Het geldt vooral voor maandagmorgens. Het mooiste moment
van de dag, de grens tussen ontwaken en nog even blijven liggen, heel eventjes
maar. Er zijn honderdenéén smoesjes te bedenken om er niet ééntweedrie uit te
springen, maar je vol overgave je koesteren onder het dekbed dat precies-nu-nét-zo-lekker-warm-is,
en waarom ’s avonds – als je erin moet – zo ijzig koud?
Eén reden voor liggen blijven is dat de donzige dekmantel
nog even afsluit van de werkelijke wereld en de dingenvandedag. Maar de
wekkerradio op het nachtkastje rukt me onherroepelijk uit de sluimerstand.
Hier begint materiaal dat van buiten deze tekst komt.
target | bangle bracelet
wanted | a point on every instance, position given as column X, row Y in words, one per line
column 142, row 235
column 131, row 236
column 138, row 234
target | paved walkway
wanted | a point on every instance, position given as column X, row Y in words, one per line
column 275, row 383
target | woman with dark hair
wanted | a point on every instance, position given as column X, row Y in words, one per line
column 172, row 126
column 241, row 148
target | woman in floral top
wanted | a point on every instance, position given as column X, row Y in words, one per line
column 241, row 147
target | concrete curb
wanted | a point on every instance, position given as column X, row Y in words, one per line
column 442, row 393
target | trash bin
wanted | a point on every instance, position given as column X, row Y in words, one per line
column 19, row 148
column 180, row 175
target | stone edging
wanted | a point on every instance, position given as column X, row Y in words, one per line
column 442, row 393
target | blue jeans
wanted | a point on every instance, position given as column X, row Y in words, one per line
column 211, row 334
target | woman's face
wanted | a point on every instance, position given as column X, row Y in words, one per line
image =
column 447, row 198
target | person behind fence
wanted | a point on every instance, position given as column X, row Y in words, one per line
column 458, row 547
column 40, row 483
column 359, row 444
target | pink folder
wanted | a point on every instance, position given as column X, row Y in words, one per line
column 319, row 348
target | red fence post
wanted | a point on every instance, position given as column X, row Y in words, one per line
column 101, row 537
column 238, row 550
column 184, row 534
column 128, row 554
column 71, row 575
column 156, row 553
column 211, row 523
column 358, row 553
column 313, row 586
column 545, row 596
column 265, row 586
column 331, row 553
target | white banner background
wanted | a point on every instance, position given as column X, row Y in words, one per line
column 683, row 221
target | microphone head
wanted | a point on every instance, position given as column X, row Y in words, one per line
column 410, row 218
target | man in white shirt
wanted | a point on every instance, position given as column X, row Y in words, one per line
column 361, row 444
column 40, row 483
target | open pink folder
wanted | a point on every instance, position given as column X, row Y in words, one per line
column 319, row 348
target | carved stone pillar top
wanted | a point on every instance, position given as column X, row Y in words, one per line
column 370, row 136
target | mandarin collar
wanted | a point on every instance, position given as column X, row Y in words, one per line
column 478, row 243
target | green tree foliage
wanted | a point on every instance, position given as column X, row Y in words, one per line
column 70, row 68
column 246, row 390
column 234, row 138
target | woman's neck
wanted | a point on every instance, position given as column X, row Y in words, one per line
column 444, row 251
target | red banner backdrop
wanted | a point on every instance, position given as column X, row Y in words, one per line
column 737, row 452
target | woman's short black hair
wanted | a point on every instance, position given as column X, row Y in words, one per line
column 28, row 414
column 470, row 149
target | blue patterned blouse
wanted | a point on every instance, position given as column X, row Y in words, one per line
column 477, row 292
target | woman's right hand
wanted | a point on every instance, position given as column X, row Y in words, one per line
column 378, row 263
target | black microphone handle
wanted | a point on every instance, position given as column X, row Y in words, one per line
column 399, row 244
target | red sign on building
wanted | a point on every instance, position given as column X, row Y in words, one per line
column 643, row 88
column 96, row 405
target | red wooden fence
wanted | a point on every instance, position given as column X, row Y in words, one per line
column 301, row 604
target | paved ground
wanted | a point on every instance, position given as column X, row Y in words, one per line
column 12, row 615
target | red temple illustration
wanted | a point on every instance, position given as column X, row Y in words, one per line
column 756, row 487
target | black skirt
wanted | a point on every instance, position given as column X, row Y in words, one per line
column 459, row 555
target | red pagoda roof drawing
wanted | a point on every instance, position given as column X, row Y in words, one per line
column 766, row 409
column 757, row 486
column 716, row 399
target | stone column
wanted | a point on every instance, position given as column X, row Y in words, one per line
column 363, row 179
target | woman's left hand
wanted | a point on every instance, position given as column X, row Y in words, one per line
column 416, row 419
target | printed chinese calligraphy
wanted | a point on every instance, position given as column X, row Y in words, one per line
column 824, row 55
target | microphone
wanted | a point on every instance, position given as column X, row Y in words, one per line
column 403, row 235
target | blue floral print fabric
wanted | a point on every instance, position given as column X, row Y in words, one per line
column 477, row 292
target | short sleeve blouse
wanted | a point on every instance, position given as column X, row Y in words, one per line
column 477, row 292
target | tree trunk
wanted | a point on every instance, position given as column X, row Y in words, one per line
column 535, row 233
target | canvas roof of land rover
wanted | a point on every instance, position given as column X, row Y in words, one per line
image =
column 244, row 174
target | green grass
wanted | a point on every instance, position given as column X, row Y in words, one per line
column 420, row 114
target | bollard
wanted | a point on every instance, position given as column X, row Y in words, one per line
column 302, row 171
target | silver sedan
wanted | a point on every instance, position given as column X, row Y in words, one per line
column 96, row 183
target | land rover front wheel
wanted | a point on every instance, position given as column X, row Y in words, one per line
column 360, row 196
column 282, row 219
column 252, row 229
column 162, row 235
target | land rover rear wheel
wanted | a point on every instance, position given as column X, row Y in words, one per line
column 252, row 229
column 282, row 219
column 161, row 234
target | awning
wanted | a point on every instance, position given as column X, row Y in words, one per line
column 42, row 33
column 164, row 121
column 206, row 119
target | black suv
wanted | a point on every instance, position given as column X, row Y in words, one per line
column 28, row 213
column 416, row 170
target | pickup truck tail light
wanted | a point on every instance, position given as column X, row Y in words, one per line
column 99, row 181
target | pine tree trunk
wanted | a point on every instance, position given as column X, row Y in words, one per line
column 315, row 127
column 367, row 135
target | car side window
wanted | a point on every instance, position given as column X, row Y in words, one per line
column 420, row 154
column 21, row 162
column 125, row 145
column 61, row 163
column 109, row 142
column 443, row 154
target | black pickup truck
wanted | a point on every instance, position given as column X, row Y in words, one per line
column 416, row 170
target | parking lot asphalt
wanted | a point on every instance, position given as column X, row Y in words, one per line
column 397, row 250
Ineens krijg ik kippenvel, onder het dons. Vandaag wordt er ontruimd! Dik 100
asielzoekers moeten vandaag vertrekken uit de kantoorflat in Slotervaart. De
projectontwikkelaar en eigenaar heeft andere plannen met het onroerend goed.
Begrijpelijk en volkomen legaal. Alleen, met de winter voor de deur, een hele
groep mensen (met kinderen?) lukraak op straat zetten? Dat klinkt als
on(t)roerend fout.
Gisteren was het precies 70 jaar geleden dat (op 29
september 1943) de laatste razzia plaatsvond in Amsterdam. Honderden Joden
werden uit hun huizen gehaald en weggevoerd. Het is vast niet politiek
verantwoord om die link te leggen met uitgeprocedeerde asielzoekers, en toch is
die er gevoelsmatig wel.
In gedachten knoop ik het koordje van mijn badjas vast.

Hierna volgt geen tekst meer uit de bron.